Why did I list blocking first? Because under Wyatt, any receiver that wants to play early (or even play at all), is going to have to block. That's just as important as the other traits a receiver can show. But Oliver isn't a tackle playing on the edge, or a wide-out blocker in a wishbone offense. He's also the state's most productive player in the passing game, catching passes for 1,637 yards and 24 touchdowns this past year, on his way to earning All-State honors.

He's able to do that because he has great size, leaping ability and deceptive speed. He's much quicker than he looks, and actually has a great ability to make people miss for his height and length.

Then, add to that, that he's a technical route runner, somebody who understands setting up defensive backs' bodies, who is already adept at finding holes in zone defenses while running full speed and who seemingly has every route under the sun in his repertoire, and you have the state's best overall wide receiver, and Texas's top target at the position.

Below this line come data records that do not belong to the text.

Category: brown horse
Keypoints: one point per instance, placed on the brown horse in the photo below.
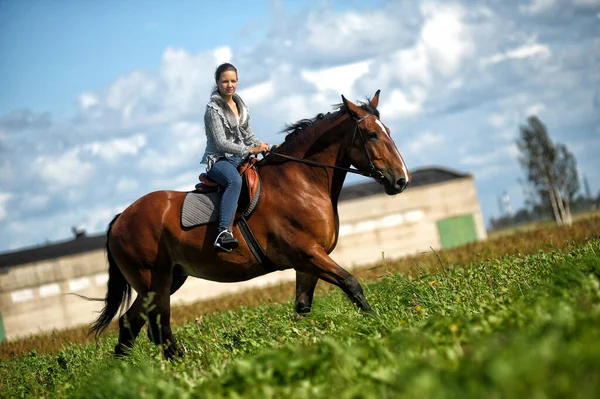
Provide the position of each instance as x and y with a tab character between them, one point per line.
295	222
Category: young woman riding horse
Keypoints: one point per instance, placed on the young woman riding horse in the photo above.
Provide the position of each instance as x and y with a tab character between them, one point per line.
295	222
229	140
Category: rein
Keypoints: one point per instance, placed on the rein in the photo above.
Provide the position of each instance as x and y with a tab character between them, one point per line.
373	173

His commitment is part of the reason it wasn't a huge deal that the Longhorns didn't get any immediate commitments at Junior Day I. Several key players likely wanted to take their offers home, think about them with their families, and will elect to join the Longhorn class. Don't be surprised if Texas hauls in most of the visitors who made it to JD1.

The Longhorns have offers out to two other receivers at present: Ricky Seals-Jones of Sealy and Ra'Shaad Samples of Dallas Skyline, and if Texas could bring in all three, the Longhorns will have yet another outstanding class to pair with last year's group of Cayleb Jones, Marcus Johnson and Kendall Sanders.